Nguyen Duc Kien's arrest in Vietnam prompts ACB fears
Depositors in Vietnam have withdrawn hundreds of millions of dollars from one of the country's largest banks after the arrest of one of its founders.
Nguyen Duc Kien, one of Vietnam's richest businessmen, was arrested in Hanoi on Monday on suspicion of "economic violations".
Shares in Asia Commercial Bank slid as a result, causing depositors to panic.
The State Bank has pumped millions into the bank to reassure depositors.
Large crowds of customers have gathered outside branches of ACB in Ho Chi Minh City.
The government has said that Mr Kien, who owns just under a 5% stake in ACB, is not involved in the day-to-day running of the bank.
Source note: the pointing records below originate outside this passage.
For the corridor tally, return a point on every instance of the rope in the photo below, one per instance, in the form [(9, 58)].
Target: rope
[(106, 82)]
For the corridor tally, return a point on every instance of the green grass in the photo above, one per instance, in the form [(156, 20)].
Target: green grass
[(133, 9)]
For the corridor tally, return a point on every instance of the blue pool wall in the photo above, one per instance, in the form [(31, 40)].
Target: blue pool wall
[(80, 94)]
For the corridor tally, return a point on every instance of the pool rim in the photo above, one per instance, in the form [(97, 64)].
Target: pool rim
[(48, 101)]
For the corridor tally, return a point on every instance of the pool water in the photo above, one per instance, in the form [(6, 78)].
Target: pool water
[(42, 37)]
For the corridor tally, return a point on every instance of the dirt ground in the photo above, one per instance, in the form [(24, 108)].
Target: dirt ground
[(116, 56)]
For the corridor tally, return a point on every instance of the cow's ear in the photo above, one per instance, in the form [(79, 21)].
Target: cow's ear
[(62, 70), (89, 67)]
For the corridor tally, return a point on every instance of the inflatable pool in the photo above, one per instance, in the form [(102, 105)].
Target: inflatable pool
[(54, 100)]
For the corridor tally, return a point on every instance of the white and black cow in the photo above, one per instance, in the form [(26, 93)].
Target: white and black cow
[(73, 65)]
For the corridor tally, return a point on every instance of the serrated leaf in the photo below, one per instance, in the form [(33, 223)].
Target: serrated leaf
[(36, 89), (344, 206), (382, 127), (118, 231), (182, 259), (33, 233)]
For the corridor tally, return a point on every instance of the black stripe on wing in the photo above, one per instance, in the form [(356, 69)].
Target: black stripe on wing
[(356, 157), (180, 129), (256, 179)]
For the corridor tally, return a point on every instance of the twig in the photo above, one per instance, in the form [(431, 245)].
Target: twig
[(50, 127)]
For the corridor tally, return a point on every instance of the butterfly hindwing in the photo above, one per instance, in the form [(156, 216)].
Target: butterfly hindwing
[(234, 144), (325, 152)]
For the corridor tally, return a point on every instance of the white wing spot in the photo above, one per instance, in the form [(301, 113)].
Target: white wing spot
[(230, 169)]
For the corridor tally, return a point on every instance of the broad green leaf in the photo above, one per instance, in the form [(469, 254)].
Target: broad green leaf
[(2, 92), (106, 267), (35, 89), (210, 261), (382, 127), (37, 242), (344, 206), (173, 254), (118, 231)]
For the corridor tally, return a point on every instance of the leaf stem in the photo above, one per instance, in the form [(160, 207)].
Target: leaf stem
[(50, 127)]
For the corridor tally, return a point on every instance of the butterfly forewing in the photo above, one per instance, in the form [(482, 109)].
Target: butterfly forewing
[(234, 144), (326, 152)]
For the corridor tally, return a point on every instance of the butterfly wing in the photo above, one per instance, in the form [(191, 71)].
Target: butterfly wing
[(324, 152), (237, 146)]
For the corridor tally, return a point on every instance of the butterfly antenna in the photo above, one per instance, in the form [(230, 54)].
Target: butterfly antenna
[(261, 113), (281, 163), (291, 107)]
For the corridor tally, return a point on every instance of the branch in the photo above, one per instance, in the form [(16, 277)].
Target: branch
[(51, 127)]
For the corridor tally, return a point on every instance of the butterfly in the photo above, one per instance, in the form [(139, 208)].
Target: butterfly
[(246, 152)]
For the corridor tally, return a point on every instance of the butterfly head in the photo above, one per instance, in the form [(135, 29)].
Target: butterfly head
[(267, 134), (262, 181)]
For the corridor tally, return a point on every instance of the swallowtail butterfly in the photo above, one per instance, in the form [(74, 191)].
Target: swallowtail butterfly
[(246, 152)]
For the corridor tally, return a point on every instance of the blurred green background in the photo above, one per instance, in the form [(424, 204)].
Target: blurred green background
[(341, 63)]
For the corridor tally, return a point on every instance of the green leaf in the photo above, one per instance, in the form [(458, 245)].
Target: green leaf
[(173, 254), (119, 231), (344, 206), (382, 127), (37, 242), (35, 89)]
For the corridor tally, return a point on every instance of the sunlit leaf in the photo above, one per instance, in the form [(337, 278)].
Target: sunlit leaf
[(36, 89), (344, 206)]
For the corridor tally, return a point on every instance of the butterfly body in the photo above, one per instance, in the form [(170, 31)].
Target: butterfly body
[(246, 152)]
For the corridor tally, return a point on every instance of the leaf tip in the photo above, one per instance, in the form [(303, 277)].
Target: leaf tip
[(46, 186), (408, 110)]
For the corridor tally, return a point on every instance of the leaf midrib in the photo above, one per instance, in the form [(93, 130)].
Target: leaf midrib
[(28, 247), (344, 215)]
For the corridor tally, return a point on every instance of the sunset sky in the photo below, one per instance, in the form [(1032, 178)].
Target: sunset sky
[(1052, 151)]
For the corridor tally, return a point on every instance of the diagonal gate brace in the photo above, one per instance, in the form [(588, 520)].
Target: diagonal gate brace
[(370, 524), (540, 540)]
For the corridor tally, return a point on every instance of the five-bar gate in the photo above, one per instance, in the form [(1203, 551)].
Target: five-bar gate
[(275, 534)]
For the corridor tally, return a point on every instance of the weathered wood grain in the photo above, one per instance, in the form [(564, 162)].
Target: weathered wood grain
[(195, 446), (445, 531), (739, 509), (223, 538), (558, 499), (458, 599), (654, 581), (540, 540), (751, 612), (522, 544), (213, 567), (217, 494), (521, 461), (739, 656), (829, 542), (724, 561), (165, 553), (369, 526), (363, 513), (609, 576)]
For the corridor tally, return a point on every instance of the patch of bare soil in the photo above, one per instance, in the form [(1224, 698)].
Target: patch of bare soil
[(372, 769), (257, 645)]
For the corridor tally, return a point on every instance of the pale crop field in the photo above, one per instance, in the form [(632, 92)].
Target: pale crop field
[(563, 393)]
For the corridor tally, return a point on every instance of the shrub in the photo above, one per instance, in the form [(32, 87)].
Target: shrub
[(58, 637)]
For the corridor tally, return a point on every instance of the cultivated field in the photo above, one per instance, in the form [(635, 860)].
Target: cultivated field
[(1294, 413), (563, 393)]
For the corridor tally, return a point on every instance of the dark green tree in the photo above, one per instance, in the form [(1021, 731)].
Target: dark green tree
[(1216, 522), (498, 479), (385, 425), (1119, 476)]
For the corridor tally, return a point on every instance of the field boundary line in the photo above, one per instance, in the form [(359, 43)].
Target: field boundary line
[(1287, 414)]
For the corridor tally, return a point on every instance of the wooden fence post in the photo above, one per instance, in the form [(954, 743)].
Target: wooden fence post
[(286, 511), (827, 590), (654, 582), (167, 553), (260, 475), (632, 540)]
Mr Kien, whose family is one of the richest in Vietnam, co-founded ACB in the 1990s. He is seen as a politically well-connected tycoon.
Nguyen Duc Kien
- Born in 1964 on the outskirts of Hanoi
- In 1981, studied at military school in Hungary, a fellow communist state of Vietnam at the time
- After working for a state-run textiles firm, co-founded ACB bank with other partners in 1994
- Passion for football led him to take over Vietnam's professional football league
- One of communist Vietnam's first generation of tycoons
The allegations against him concern other investment companies that he owns, but there is also concern about the whereabouts of ACB's chief executive officer Ly Xuan Hai.
Some reports say it is widely believed that Mr Hai is also under arrest or may have resigned.
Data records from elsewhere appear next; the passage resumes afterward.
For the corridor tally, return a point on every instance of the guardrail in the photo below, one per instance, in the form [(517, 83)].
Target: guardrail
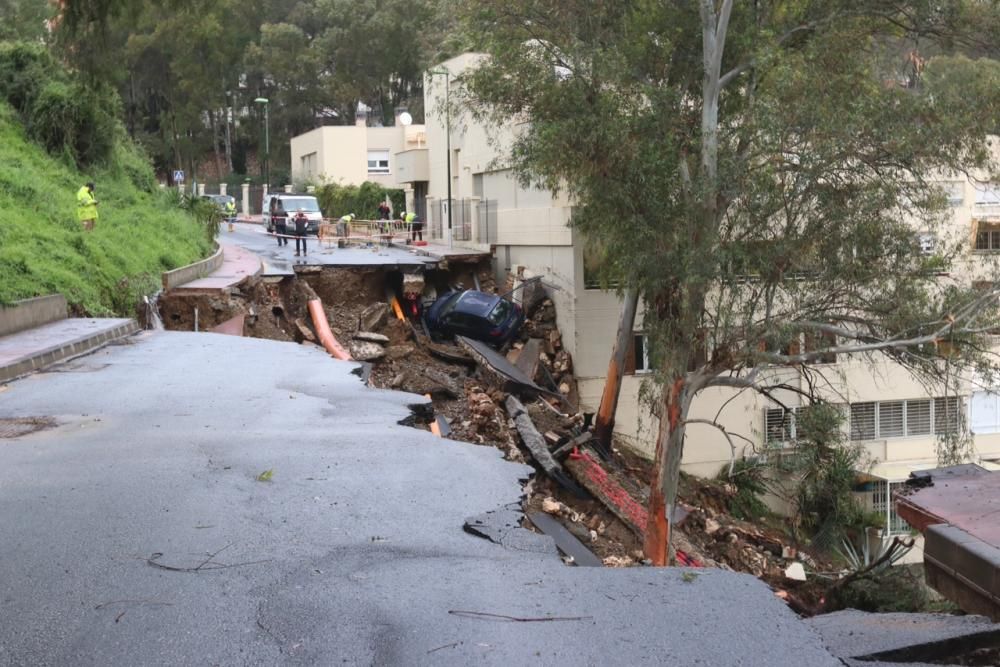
[(31, 313), (186, 274)]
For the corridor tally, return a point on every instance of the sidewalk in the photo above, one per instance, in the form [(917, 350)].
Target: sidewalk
[(237, 265), (36, 348)]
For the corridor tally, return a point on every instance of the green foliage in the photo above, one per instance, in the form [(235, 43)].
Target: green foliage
[(749, 476), (60, 112), (825, 467), (43, 248), (337, 200), (206, 212), (895, 589)]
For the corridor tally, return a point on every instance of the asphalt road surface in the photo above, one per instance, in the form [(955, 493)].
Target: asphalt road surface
[(139, 531)]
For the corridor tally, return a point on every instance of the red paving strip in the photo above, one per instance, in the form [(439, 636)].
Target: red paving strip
[(237, 265), (33, 349)]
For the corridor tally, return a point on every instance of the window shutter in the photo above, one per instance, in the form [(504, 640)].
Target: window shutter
[(630, 356)]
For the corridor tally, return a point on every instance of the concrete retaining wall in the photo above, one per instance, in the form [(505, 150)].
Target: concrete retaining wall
[(186, 274), (31, 313)]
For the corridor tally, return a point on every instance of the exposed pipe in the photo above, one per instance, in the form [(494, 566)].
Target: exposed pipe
[(323, 331), (604, 424)]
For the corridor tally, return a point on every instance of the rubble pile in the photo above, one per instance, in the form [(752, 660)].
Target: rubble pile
[(522, 401)]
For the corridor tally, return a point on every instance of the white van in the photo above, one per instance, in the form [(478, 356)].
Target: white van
[(280, 206)]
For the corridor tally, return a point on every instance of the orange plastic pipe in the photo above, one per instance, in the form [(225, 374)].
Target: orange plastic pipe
[(397, 309), (324, 333)]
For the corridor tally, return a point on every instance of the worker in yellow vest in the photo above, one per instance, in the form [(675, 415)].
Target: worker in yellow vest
[(86, 206), (416, 227)]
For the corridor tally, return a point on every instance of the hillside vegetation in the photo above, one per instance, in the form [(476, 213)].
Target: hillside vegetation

Mr Hai's deputy, Do Minh Toan, has been quoted as telling state media that depositors withdrew about five trillion dong ($240m) from ACB on Wednesday.
The bank run has also put pressure on the dong and has led to an increase in the price of gold - traditionally seen as a safe-haven investment at times of economic instability.
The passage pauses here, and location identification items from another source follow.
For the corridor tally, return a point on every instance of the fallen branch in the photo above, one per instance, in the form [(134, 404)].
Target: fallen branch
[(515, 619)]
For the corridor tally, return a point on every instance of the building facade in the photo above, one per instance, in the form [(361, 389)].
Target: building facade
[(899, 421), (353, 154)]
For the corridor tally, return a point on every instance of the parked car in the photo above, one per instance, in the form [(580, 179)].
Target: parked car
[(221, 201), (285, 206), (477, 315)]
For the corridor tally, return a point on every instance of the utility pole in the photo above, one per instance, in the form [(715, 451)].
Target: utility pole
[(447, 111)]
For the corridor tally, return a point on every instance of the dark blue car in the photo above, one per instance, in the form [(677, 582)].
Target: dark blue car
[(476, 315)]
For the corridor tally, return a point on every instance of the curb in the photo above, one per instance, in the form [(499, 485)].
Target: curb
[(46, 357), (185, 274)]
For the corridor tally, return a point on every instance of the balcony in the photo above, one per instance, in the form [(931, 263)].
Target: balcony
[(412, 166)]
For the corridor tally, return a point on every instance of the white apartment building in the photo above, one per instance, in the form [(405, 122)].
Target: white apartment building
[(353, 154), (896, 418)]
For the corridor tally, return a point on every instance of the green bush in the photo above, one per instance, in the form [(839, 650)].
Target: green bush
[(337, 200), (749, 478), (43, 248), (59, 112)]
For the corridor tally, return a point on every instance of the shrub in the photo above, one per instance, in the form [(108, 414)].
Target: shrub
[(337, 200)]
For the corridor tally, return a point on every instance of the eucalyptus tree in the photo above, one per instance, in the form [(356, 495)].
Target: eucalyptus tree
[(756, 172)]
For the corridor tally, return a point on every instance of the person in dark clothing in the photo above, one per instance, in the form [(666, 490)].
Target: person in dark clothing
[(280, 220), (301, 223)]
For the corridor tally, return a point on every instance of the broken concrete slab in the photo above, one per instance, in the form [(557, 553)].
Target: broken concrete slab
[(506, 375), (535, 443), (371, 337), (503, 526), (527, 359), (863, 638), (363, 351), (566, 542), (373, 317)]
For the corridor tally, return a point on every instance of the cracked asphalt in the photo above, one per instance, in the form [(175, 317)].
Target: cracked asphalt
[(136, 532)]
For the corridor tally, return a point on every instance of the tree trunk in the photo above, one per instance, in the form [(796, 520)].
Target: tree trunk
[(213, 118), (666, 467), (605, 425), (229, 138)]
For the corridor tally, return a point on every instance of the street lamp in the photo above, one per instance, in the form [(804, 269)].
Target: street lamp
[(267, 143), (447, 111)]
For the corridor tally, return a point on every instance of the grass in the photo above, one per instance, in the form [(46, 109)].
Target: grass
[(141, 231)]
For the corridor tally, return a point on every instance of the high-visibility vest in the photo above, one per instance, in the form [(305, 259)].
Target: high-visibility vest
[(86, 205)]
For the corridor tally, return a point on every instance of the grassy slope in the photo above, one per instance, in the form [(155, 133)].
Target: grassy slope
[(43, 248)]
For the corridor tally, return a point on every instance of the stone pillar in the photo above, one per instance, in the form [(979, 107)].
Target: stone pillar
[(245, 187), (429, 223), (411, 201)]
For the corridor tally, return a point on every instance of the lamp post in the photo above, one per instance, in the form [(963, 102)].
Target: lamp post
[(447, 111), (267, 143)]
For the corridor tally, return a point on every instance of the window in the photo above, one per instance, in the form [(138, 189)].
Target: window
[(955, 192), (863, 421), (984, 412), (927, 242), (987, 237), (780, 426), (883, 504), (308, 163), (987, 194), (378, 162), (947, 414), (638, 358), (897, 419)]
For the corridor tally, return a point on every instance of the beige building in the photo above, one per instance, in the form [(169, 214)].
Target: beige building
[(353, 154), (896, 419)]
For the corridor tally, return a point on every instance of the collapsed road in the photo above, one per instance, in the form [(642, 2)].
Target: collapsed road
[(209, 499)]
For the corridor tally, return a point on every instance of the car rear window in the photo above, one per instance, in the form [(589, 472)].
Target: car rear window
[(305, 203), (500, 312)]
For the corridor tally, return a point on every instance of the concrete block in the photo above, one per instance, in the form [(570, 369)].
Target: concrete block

Since Wednesday the State Bank of Vietnam has injected 17 trillion dong into the commercial banking sector in an effort to mollify depositors and the market.
The BBC's Charles Scanlon says Mr Kien's sudden arrest has prompted speculation about a power struggle in communist-run Vietnam, and a suspected plot to curb the power of Prime Minister Nguyen Tan Dung, to whom Mr Kien has close ties.
ACB faced a run on its deposits in 2003 after rumours, which were later proved false, spread about the arrest of one of its executives at the time.
Mr Kien is also a shareholder in other commercial banks, including Kien Long Commercial Joint Stock Bank and the Vietnam Export-Import Commercial Joint Stock Bank
He has also invested heavily in Vietnam's professional football league.